Using this framework, we explore the interaction between process-centric and grid-centric models in three case studies. In case study 1, we show that self-schedule is sensitive to price forecast errors, whereas bidding requires forecasts covering extreme events [9]. This finding suggests that recent analysis of hybrid or emerging energy systems that assume self-schedule underestimate the technology value. In case study 2, we show a small change in the bid for a target thermal generator that only slightly changes its dispatch schedule, but induces significant impacts on the entire network, including unit commitment and market price changes [10]. This finding is important because it illustrates that interactions between resource and grid operations are complex and simplified assumptions, e.g., price taker, may be invalid. Design and analysis of emerging flexible energy systems with dynamic operation must capture interactions with the balance of the grid in order to accurately capture economic impacts and rewards. In case study 3, we quantify improved operational flexibility from integrating energy storage into existing conventional fossil generators. Through a sensitivity analysis, we find that as the size of the storage system increases, the total number of start-ups reduced by 25% and 33.6%, and the total mileage reduced by 86.5% and 62.5%, respectively, for coal and natural gas systems with augmented energy storage. However, without changing the bidding strategies, the hybrid systems can only slightly lower the total cost by 1.1% and 2.2%.

Reference:

[1] Chmielewski, D. J., “Smart grid the basics-what? why? who? how?,” Chemical Engineering Progress, vol. 110, no. 8, pp. 28–33, 2014.

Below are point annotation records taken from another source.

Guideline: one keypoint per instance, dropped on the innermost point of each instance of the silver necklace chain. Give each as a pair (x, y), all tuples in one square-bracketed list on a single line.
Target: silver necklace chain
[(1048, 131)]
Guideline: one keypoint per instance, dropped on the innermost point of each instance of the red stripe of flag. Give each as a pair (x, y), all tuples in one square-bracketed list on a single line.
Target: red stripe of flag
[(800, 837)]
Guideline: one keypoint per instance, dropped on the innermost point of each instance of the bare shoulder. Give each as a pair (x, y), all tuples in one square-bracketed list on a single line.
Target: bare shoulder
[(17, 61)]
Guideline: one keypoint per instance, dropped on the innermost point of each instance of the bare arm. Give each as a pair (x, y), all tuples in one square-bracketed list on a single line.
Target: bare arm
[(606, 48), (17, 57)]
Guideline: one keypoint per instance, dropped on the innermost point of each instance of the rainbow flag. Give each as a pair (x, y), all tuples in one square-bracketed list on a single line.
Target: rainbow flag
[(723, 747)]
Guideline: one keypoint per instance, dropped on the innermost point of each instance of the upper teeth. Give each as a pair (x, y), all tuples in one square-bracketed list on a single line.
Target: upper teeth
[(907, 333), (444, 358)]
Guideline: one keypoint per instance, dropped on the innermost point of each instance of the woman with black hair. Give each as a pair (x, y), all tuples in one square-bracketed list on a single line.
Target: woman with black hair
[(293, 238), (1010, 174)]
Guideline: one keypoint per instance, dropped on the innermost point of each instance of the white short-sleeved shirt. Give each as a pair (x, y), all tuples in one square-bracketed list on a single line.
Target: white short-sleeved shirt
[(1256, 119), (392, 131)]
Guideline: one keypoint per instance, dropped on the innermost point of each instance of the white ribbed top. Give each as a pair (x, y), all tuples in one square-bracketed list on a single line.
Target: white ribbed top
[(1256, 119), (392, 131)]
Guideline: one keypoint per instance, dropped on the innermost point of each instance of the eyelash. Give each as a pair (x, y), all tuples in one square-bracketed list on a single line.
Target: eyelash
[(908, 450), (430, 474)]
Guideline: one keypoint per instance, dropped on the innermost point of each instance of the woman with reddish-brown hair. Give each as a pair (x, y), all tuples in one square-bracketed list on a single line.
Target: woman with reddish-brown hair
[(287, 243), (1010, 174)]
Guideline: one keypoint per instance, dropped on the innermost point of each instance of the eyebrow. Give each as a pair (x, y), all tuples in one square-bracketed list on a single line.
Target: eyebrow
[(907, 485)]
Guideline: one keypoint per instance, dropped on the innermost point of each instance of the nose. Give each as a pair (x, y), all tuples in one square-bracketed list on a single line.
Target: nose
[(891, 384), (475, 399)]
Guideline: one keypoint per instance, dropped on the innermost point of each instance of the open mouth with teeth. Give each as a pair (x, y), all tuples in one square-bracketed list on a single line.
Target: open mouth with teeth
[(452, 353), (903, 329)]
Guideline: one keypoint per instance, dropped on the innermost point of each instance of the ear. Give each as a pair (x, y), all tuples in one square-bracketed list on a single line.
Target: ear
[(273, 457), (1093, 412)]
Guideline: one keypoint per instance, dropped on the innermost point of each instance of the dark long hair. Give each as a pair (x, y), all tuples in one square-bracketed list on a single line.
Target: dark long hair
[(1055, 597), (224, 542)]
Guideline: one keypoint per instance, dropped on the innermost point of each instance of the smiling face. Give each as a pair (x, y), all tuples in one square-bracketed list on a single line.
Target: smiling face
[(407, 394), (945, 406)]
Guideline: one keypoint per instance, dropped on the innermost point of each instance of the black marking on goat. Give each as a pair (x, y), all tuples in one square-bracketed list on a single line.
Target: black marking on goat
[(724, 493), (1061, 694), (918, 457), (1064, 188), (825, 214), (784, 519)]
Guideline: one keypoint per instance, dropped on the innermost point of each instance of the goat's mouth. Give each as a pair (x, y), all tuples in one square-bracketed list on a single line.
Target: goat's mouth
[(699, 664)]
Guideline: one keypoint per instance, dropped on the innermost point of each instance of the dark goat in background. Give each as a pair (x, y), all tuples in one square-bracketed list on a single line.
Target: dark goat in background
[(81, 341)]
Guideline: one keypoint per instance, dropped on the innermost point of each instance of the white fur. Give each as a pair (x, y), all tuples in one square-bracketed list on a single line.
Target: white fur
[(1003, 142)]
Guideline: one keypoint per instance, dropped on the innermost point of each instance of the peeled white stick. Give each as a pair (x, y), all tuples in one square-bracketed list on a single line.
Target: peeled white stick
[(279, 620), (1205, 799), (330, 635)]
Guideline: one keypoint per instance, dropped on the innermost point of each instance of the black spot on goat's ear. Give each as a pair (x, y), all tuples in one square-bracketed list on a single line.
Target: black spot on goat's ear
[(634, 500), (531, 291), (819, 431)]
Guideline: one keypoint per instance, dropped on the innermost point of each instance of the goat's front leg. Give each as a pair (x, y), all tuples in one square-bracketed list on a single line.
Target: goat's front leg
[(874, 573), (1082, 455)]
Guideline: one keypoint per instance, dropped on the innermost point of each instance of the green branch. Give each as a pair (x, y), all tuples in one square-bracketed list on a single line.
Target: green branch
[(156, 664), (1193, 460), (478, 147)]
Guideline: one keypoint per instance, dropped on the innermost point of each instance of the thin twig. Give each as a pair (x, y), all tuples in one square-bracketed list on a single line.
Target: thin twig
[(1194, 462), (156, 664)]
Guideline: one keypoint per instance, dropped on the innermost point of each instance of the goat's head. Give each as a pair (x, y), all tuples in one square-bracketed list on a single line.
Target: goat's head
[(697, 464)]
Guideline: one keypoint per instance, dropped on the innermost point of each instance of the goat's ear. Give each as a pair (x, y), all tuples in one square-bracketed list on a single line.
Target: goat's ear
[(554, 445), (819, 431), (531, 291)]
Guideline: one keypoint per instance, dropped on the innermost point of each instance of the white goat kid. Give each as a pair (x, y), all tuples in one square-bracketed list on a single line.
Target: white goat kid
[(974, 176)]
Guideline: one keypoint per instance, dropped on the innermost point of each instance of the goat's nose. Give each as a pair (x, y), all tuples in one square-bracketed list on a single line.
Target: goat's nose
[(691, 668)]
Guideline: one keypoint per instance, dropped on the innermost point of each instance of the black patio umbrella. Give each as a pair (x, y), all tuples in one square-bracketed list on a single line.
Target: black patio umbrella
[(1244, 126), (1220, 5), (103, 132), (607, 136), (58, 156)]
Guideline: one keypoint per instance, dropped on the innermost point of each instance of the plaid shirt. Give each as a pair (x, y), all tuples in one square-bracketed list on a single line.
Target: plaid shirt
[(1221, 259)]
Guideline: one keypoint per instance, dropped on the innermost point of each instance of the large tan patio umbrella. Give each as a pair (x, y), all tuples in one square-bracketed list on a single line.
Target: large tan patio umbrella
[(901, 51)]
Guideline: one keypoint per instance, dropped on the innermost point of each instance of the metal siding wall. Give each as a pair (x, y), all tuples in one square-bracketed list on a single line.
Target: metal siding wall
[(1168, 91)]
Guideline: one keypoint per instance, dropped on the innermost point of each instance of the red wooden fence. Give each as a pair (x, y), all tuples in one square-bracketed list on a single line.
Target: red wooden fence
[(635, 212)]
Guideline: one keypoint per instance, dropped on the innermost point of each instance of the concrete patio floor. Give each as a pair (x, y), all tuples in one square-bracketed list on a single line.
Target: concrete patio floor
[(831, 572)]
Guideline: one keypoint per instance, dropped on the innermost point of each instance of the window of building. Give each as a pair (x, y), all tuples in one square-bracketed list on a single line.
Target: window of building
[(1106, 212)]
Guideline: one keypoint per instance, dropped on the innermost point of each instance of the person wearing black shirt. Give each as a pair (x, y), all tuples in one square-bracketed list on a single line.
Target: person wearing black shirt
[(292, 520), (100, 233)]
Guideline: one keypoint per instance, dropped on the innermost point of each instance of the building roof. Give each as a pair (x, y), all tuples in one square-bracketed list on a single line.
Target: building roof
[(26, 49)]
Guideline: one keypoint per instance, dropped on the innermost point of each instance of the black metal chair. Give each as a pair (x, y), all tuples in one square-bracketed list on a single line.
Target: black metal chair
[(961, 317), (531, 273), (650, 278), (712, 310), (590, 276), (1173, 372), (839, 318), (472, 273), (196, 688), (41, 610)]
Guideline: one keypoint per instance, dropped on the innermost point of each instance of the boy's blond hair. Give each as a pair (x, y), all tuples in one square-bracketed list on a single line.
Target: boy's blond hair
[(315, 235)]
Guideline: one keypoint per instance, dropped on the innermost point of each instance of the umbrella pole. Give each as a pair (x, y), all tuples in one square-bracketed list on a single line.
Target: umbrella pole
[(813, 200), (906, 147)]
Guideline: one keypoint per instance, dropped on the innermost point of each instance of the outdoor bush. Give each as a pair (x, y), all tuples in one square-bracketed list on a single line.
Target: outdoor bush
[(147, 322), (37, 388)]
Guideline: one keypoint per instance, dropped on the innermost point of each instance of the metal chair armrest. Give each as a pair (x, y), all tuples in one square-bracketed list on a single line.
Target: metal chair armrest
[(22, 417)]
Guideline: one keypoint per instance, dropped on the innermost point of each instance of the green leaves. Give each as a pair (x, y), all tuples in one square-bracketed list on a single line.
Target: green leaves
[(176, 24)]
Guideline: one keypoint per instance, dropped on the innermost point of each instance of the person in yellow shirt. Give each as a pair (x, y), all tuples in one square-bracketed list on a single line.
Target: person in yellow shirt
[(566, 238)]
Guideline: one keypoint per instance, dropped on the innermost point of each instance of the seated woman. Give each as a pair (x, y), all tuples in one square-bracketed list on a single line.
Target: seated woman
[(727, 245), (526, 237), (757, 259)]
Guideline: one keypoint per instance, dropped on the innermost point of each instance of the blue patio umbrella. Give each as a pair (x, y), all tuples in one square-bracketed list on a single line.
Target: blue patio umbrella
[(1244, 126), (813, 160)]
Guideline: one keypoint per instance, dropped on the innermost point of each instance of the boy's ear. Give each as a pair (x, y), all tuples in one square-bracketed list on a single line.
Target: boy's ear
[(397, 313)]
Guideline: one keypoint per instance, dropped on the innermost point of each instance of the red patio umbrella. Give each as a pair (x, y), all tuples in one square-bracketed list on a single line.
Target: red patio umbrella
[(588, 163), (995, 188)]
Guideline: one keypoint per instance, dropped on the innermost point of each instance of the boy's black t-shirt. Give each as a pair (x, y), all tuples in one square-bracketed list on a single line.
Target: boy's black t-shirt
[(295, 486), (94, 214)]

[2] Dowling, A. W., & Zavala, V. M. (2018). Economic opportunities for industrial systems from frequency regulation markets. Computers & Chemical Engineering, 114, 254-264.

[3] Dowling, A. W., Kumar, R., & Zavala, V. M. (2017). A multi-scale optimization framework for electricity market participation. Applied Energy, 190, 147-164.

[4] Ierapetritou, M.G., Wu, D., Vin, J., Sweeney, P. and Chigirinskiy, M., 2002. Cost minimization in an energy-intensive plant using mathematical programming approaches. Industrial & engineering chemistry research, 41(21), pp.5262-5277.

[5] Zhang, Q., Grossmann, I.E., Heuberger, C.F., Sundaramoorthy, A. and Pinto, J.M., 2015. Air separation with cryogenic energy storage: optimal scheduling considering electric energy and reserve markets. AIChE Journal, 61(5), pp.1547-1558.

[6] Dowling, A.W., Zheng, T. and Zavala, V.M., 2017. Economic assessment of concentrated solar power technologies: A review. Renewable and Sustainable Energy Reviews, 72, pp.1019-1032.

[7] Fares, R.L., Meyers, J.P. and Webber, M.E., 2014. A dynamic model-based estimate of the value of a vanadium redox flow battery for frequency regulation in Texas. Applied Energy, 113, pp.189-198.

[8] Knueven, B., Ostrowski, J. and Watson, J.P., 2020. On mixed-integer programming formulations for the unit commitment problem. INFORMS Journal on Computing, 32(4), pp.857-876.

[9] Gao, X. and Dowling, A.W. (2020). Making Money in Energy Markets: Probabilistic Forecasting and Stochastic Programming Paradigms. 2020 American Control Conference (ACC) 168-173.

[10] Gao, X. and Dowling, A.W. (2020). “Optimal Scheduling And Control Of Hybrid Energy Systems In Multiscale Electricity Markets”. 2020 Virtual AIChE Annual Meeting, Nov. 19, 2020.